ホールジー、現代最高峰のポップクイーンを今こそ知る

ホールジー(Courtesy of ユニバーサルミュージック)

ホールジーことアシュリー・ニコレット・フランジパーネが、全米を記録した3rdアルバム『マニック』を携えて、5月7日に東京ガーデンシアターで来日公演を行う(サポートアクト:ちゃんみな)。現代を代表するポップスターでありながら、日本には今一つ伝わりきってない彼女のキャラクターと歩みを解説する。

ホールジーが体現する新たなポップスター像

ホールジーの父親は黒人で、ノトーリアスB.I.G.や2パックといったヒップホップ、R&Bを好み、白人の母親はザ・キュアーやニルヴァーナといったニューウェイヴ、グランジといったバンドサウンドを聴いていたという。
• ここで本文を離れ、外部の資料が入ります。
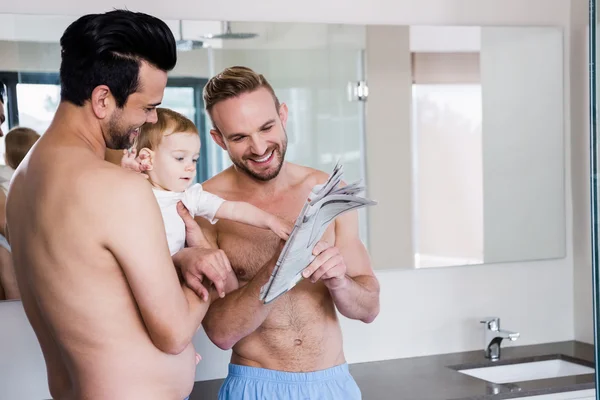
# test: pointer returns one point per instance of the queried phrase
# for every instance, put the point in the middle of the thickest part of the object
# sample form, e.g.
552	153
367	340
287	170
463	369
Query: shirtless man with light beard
297	338
97	281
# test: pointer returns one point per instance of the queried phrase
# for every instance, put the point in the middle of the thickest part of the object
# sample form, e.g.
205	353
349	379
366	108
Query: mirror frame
594	150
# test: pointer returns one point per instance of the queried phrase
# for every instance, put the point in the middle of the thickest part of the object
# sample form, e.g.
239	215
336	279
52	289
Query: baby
167	152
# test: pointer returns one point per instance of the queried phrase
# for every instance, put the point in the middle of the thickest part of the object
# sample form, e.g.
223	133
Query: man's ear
102	101
283	111
146	158
218	138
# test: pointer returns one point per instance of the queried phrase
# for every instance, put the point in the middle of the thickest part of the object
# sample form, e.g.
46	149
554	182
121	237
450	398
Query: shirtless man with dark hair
96	277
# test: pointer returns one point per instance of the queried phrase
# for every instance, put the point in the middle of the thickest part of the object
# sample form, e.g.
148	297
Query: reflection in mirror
468	170
487	139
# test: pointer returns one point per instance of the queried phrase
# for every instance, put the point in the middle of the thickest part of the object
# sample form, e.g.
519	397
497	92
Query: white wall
523	143
389	146
449	177
422	311
579	110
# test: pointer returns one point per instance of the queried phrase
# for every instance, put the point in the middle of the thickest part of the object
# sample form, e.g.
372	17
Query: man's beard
278	152
118	138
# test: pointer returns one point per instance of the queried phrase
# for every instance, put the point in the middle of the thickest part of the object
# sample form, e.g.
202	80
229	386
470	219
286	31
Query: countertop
435	377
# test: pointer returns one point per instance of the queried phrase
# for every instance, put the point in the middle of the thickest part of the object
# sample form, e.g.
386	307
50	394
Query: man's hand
132	162
328	266
200	261
193	233
281	227
196	264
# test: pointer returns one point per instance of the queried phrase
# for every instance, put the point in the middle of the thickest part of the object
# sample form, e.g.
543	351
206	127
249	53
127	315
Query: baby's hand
131	162
281	227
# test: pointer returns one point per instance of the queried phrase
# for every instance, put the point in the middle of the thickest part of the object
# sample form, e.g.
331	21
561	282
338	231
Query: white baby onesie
196	200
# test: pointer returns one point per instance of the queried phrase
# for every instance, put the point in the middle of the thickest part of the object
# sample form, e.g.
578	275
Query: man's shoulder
219	183
308	175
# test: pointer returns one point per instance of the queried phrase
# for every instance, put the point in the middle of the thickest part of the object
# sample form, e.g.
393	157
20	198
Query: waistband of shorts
243	371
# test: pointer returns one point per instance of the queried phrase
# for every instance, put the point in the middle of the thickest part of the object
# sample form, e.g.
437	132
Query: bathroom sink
528	371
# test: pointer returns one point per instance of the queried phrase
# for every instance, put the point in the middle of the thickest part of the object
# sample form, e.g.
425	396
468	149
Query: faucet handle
492	323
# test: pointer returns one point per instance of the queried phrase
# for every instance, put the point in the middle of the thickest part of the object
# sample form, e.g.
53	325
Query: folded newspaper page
324	204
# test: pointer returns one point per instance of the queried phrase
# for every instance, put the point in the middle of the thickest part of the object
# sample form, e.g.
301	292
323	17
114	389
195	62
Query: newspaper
324	204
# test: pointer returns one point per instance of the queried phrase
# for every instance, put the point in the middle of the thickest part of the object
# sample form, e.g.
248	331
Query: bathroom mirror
458	131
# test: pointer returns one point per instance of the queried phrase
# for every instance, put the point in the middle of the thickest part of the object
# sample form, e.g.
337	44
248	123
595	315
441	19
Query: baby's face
174	165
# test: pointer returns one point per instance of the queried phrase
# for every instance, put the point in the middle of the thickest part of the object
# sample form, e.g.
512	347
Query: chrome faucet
494	336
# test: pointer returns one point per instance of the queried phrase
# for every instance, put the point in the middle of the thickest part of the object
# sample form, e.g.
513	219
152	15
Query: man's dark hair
1	92
107	49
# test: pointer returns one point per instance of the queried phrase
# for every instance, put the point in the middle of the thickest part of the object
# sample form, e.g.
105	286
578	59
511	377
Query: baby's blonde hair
168	123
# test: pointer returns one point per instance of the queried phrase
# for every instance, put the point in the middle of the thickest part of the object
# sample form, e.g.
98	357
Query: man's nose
258	146
152	117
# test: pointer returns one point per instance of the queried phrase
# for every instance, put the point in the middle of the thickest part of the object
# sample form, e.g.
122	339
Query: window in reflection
37	104
447	174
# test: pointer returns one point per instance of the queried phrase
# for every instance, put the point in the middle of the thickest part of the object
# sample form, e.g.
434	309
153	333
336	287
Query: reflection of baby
168	152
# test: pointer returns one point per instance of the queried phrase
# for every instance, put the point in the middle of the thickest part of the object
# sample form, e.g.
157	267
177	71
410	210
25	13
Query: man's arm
248	214
172	313
240	312
345	269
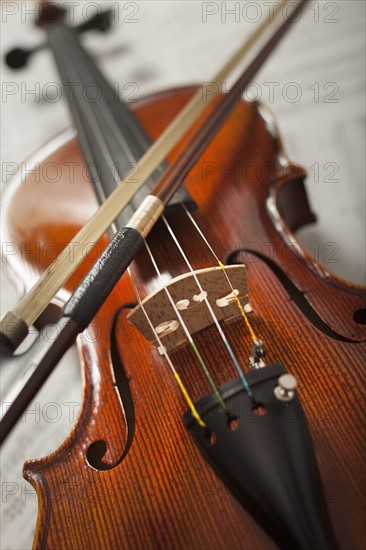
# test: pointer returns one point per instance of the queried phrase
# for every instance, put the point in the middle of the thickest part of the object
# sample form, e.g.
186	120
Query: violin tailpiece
263	452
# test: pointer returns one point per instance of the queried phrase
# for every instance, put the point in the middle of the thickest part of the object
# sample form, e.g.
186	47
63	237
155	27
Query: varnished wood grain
162	494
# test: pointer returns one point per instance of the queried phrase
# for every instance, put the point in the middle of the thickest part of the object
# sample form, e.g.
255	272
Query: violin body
148	486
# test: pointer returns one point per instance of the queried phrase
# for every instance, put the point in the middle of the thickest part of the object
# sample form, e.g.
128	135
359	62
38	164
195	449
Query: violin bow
116	258
15	325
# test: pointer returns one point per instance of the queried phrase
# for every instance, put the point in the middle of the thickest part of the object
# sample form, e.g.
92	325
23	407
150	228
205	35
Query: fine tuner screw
286	389
18	57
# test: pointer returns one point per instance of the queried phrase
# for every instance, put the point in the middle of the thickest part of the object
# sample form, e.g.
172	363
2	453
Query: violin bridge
191	304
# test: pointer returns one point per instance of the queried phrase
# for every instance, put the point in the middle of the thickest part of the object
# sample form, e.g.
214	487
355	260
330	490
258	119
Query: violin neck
110	137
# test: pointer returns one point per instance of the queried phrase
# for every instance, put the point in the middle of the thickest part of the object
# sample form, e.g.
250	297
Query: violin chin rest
262	450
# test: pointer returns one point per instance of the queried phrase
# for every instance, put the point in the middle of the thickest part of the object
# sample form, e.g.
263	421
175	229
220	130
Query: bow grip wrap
102	278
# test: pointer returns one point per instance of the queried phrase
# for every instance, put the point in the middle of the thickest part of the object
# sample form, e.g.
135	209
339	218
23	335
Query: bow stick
106	272
15	325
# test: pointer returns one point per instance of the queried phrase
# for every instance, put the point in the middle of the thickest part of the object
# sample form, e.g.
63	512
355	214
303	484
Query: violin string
178	379
187	333
241	309
212	313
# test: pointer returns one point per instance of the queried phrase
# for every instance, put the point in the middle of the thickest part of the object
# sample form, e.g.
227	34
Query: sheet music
314	84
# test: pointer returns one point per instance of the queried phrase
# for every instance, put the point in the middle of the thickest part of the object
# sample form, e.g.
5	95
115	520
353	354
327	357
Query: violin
149	480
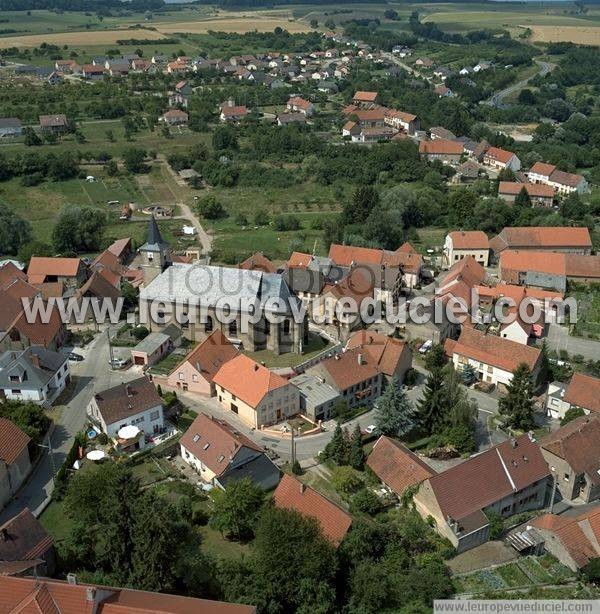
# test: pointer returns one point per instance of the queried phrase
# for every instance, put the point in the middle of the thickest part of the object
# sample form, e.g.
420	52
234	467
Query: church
192	296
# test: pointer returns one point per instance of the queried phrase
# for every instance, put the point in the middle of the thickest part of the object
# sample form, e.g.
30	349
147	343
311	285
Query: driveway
89	376
559	339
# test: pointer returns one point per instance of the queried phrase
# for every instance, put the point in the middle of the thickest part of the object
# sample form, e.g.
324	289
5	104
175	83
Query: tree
522	200
435	358
337	448
211	208
14	231
364	200
571	414
431	406
395	414
517	405
237	508
78	229
356	454
134	160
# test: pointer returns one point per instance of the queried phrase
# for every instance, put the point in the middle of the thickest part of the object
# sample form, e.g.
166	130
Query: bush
365	501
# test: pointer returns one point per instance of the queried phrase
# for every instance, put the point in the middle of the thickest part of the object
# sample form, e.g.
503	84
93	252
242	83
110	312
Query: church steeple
155	253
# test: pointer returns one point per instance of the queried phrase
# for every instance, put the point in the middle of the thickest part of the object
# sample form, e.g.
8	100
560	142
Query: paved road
559	339
498	97
90	375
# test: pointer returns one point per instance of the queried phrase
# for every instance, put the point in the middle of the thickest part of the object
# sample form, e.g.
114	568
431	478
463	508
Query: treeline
82	5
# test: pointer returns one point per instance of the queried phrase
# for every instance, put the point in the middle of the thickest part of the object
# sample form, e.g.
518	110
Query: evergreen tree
517	405
336	448
395	414
356	454
431	406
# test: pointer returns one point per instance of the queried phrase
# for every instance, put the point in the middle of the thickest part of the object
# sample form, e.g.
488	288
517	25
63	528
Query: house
392	357
583	392
33	374
23	538
258	262
69	271
220	454
401	121
10	127
550	270
573	240
151	349
396	466
285	119
196	372
54	123
229	112
540	195
258	395
367	99
508	479
565	183
92	72
574	541
443	91
500	159
136	403
59	597
296	104
15	463
333	521
494	359
460	244
573	455
354	374
175	117
448	152
317	398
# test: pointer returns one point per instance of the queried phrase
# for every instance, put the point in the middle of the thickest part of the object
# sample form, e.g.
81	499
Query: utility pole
110	352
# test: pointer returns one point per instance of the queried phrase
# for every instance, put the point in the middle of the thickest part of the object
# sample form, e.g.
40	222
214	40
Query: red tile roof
469	239
208	357
215	443
495	351
248	380
501	155
385	351
396	466
579	536
292	494
584	391
12	441
440	147
486	478
45	596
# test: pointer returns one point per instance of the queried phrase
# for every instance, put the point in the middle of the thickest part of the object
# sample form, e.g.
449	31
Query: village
435	395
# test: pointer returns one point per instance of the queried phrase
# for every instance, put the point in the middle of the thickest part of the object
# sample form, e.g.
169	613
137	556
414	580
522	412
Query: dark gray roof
20	363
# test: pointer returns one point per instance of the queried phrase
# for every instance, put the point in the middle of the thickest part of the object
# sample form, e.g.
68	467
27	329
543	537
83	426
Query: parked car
119	363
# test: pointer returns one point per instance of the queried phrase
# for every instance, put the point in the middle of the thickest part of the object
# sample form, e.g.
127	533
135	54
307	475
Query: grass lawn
55	521
315	346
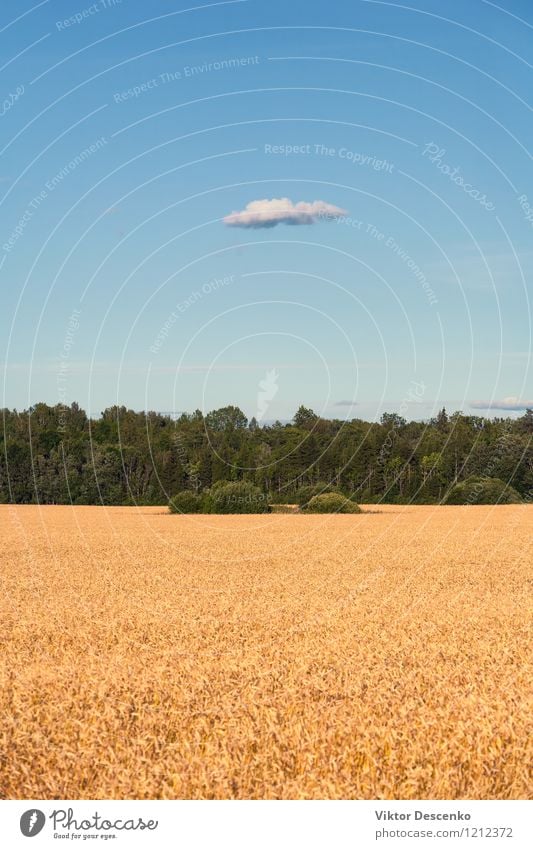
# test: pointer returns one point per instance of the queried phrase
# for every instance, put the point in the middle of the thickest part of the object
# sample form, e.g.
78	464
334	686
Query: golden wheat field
375	656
そんな家庭で育ったホールジー、青い髪の毛をトレードマークに、ポップパンク、ダンスミュージック、ヒップホップまで多様なジャンルを融合させながら、数多くのアーティストとコラボレーションしてきた。ネット経由でコミュニティの垣根なく膨大な情報を吸収してきたミレニアル世代に支持されるのは当然の流れだ。後述する「ウィズ・アウト・ミー」のように、映像も含めた作品全体にパーソナルな部分を反映させて聴く人、見るものの心を揺さぶる。アンチポップなスタンスをとりながらも音楽ストリーミングサービスにおける総再生回数は230億回を越え、アルバム『マニック』のリード・シングル「グレイヴヤード」は執筆時点、Spotifyだけで1億回以上再生されている。今やホールジーのような圧倒的な個性を持つことこそ、ポップスターの条件と言える。



客演の女王からポップクイーンへ

2015年リリースのデビューアルバム『バッドランズ』は米ビルボードチャートで2位という快挙を成し遂げた。『バッドランズ』が評価され、アメリカでのホールジーの公演は軒並みソールドアウト状態だったが、2016年の初来日公演はRolling Stone Japanが2018年に公開したインタビューによると、“最悪のライブだった”と切実に振り返っている。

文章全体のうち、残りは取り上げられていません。